Stay Away From the White Light!

White Light

Stay Away From the White Light


I’m driving along on the 405 South as I do nearly every day of my life. I can see traffic slowing down ahead. I’m in the fast lane going along at a good clip. The car in front of me is setting the pace. Thankfully, I’m keeping a safe distance between us. Suddenly he changes lanes, not slowing down first. If anything, he’s accelerating at a faster pace. He also doesn’t signal and zips along oblivious to anyone else on the road. Meanwhile, the lane I remain in is at a dead stop right in front of him. Has this ever happened to you? There was a great car chase scene exhibiting this in Against All Odds. Not a great movie, great chase scene though. One of the best. I’m sure you can find it on YouTube. Leave this to the movies. Don’t let life imitate art.

It seems someone is trying to invoke the red light shuffle in a dangerous way! There’s no red light. Maybe a white light cause you’re headed for a collision of significant proportions if you didn’t keep a safe distance between your car and the one in front of you. There’s no gentle shift. This just is not good, but it seems to be a common occurrence in Los Angeles.

I was okay. Thankfully, I had enough space. I was able to stop without issue, but the car behind me was not as well positioned. I saw this Mercedes in my rear view mirror slamming on his brakes behind me, swerving to the left and right hoping to make a lane change but couldn’t while I watched him in my rear view mirror. I prayed he would be able to stop and I’m not a praying person. Thankfully, the driving Gods were on my side. He was able to stop without hitting me. I started patting my chest as if I was trying to regulate the beat and return it to a normal pace. Deep breaths. I looked at him in the rear view mirror and I’m sure he was doing a Hail Mary himself. He also put his hand to his chest. I’m grateful he had a later model Mercedes thereby having antilock brakes. I’ve been hit before by a car that did not and it wasn’t pretty.

Here’s the thing. There needs to be a protocol, rules of driving etiquette if you will. You have a responsibility to yourself and every other driver. When you drive irresponsibly, you might be lucky yourself, but you’re putting everyone else in danger. I’ve experienced this. I went through 2 miserable years of pain, surgery and rehab for an accident that was caused by a guy texting (another very dangerous issue). He lost control of his car because he took his eyes off the road for a split second. Actually, according to a witness (oddly an ambulance driver), it was caused by a reckless driver in a van who cut off a driver and started a chain of events that lead to a 3 car crash. The van drove on unscathed and possibly oblivious to whole thing.  Interestingly, both incidents happened in exactly the same place — the 405 heading south near Santa Monica Blvd. a frequent spot for collisions. Traffic tends to slow down here.

I hate to have a somber moment in here, but this was a reminder, a daily reminder for those of us who hit the road each day for our commute. Please be safe. Keep a safe distance between you and the car in front of you. You might think you have plenty of time to stop, but maybe the car behind you does not.

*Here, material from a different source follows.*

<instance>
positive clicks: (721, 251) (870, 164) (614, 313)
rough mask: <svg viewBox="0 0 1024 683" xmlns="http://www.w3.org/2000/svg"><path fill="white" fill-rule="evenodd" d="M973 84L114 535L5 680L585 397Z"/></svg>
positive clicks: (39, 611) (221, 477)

It’s called Paying It Forward.

Have a great weekend.



  1. Zita says:

    What a scary experience!!!! Thankfully he and you were thinking clearly.

  2. Eric says:

    Great post and a very important one too. I’m amazed at all of the potential accidents I see every day, many because a driver cuts in and creates an unsafe situation for all the other drivers. You make an excellent point – it’s so important to keep enough space between you and the other drivers so in case there is an emergency you have the time and space to slow down or come to a complete stop. Today while driving I heard a radio ad from Toyota promoting their website for safe teen driving, and how their driving is influenced by their parents. I look forward to checking out that site – I’m sure their tips for teens very much applies to drivers of all ages.